B. Anasarca (see 6.00C6) persisting for at least 90 days despite prescribed treatment.
Other medical evidence should describe any ascites, pleural effusion or pericardial effusion, as well as a report if a renal biopsy has been performed.
Effects of treatment are considered by type of therapy, response to therapy, side effects of therapy and effects of any post-therapeutic residuals.
4. Explore the ability of an individual to perform work they have done in the past despite their chronic kidney disease. If the SSA finds that a person can do his or her past work, benefits are denied. If the person cannot, then the process proceeds to the fifth and final step.

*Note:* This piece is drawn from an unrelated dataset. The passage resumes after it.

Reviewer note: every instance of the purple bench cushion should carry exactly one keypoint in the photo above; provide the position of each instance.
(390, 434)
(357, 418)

5. Review age, education, work experience and physical/mental condition to determine what other work, if any, the person can perform. To determine chronic kidney disease disability, the SSA enlists medical-vocational rules, which vary according to age.
For example, if a person is:
Under age 50 and, as a result of the symptoms of chronic kidney disease, unable to perform what the SSA calls sedentary work, then the SSA will reach a determination of disabled. Sedentary work requires the ability to lift a maximum of 10 pounds at a time, sit six hours and occasionally walk and stand two hours per eight-hour day.
Age 50 or older and, due to chronic kidney disease, limited to performing sedentary work, but has no work-related skills that allow the person to do so, the SSA will reach a determination of disabled.
Age 55 or older and, due to the disability, limited to performing light work, but has no work-related skills that allow the person to do so, the SSA will reach a determination of disabled.
Over age 60 and, due to chronic kidney disease, unable to perform any of the jobs he or she performed in the last 15 years, the SSA likely will reach a determination of disabled.
Any age and, because of chronic kidney disease, has a psychological impairment that prevents even simple, unskilled work, the SSA will reach a determination of disabled.